What was striking about the O’Connell book (Resurrectionist) and the Atwood novel (Assassin) was that the stories within the stories were actually more interesting than the fictions concocted around them. O’Connell’s contained novel is a text-based retelling of a fictional comic book series, “Limbo Comics,” that features a traveling band of circus freaks on an invented planet. It’s really quite terrific: highly imaginative, entirely believable within the framework of its invented world, a gripping story; unfortunately, this very good story is wrapped inside a dreary, noirish narrative about the father of a comatose boy. It’s hard to imagine inventing something as engaging as Limbo Comics and its cast of castaway freaks – and then consigning to second-class citizenship of a book within a book… but that’s what O’Connell did.
As for the Atwood, well, I suspect she knew that her story within the story (actually it’s even more convoluted than that, but never mind) was her best work – the story within the story is in fact “The Blind Assassin,” giving the overarching novel its title. It’s a fantasy story set in a world of virgin sacrifices, blind bands of magically talented criminals, woodland kingdoms, and the like. As with the O’Connell, the wrapping of the Atwood novel is bland compared to the story contained inside – worse, the “real” story seemed wholly fictional and forced.
Now we come to the Hemon. The story within the story of “The Lazarus Project” is the novel that the narrator wishes to write and indeed wins a grant to research. The story around the story is the narrator’s trek to Ukraine and to Bosnia to research the life of Lazarus Averbuch, an actual figure from history. Averbuch was a Jewish immigrant who was shot at the home of Chicago’s chief of police.
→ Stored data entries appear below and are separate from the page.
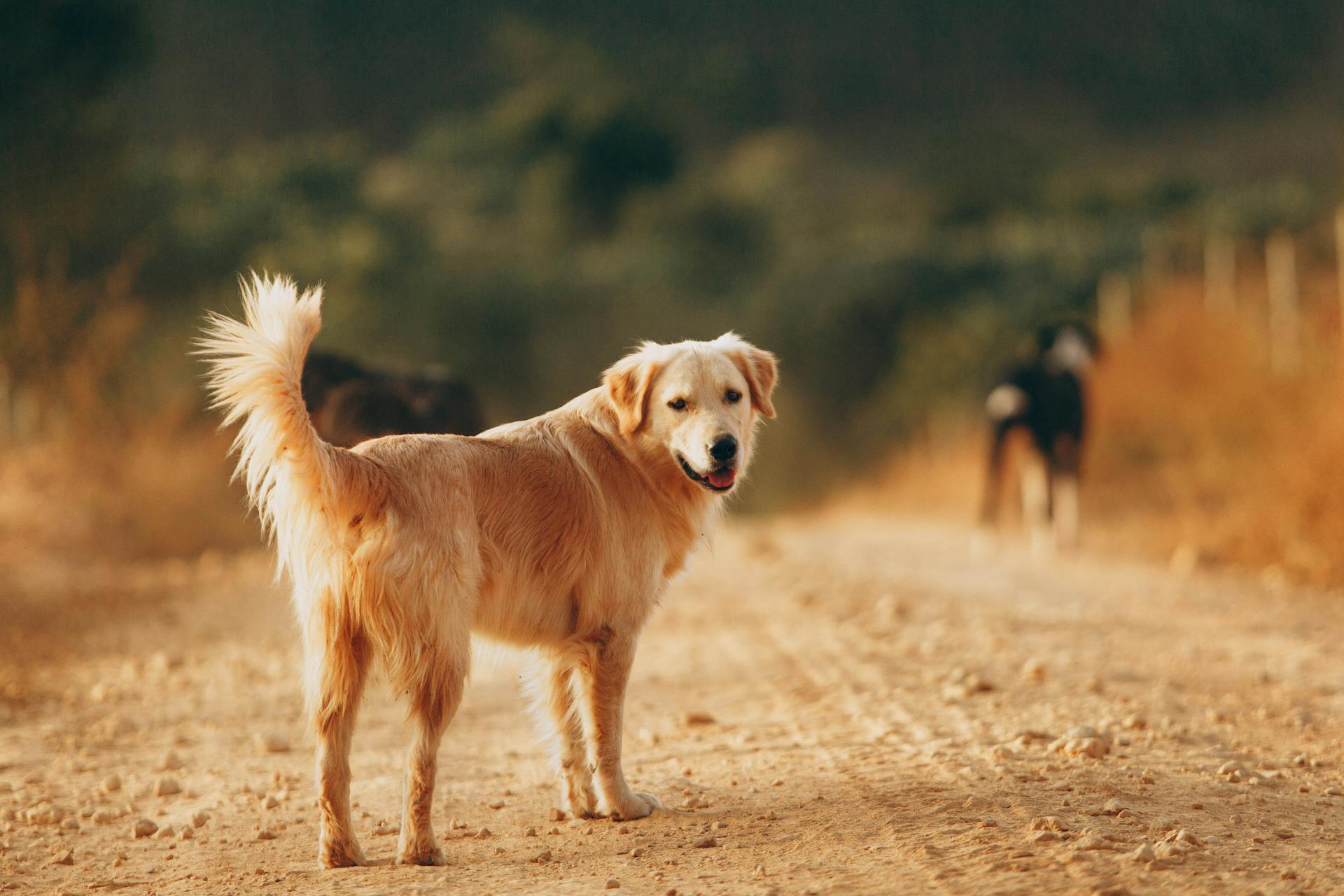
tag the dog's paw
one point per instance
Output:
(340, 855)
(419, 848)
(634, 805)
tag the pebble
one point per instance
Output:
(167, 786)
(1034, 669)
(272, 742)
(1091, 843)
(1093, 747)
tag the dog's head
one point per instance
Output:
(1068, 347)
(698, 400)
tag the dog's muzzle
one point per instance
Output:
(718, 480)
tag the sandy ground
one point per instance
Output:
(843, 704)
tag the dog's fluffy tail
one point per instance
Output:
(296, 481)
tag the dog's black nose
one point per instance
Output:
(723, 449)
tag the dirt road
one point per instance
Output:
(894, 710)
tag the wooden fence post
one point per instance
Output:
(1219, 274)
(1285, 328)
(1339, 261)
(1114, 305)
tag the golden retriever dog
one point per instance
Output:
(556, 533)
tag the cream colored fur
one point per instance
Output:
(556, 533)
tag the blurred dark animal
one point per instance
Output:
(351, 403)
(1046, 400)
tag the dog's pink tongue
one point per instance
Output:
(722, 479)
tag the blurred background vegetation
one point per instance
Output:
(889, 195)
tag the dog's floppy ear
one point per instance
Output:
(628, 387)
(758, 367)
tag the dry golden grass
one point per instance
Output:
(1195, 447)
(159, 491)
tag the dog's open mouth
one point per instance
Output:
(718, 480)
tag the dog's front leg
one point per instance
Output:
(605, 679)
(555, 710)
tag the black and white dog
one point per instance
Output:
(1044, 399)
(350, 402)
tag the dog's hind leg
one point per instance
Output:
(605, 673)
(558, 716)
(1035, 503)
(339, 668)
(435, 699)
(1066, 510)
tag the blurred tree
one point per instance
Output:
(65, 288)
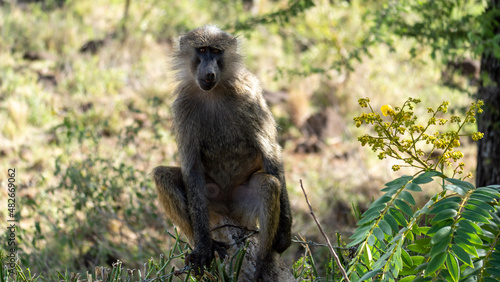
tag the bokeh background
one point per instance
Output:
(85, 96)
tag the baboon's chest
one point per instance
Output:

He may or may not have been an anarchist; he may or may not have been planning an attack on the police chief. In any case he was killed, a sad coda to a sad life.
Partly understandably, partly absurdly, Hemon (or Hemon’s fictionalized doppelganger) identifies with Averbuch, despite the fact that (as his fictionalized wife points out) Hemon is not Jewish. And so the narrator travels to Eastern Europe with his best friend Rora, a photographer, to research the life of Averbuch.
Now, as it happens, Hemon’s real-life best friend is also a photographer who happened to travel to Eastern Europe with Hemon on an actual research trip, and whose photos decorate the pages.
And so yes, what we have here is classic metafiction, which more often than not irritates the crap out of me, but Hemon is nimble writer, the Averbuch story is compelling, and the fictional Rora is given to illustrating points with lengthy jokes that made me laugh. And so despite the fact that it was mega-metafictional material, I enjoyed it immensely and would say that it was among the very best books I read this year.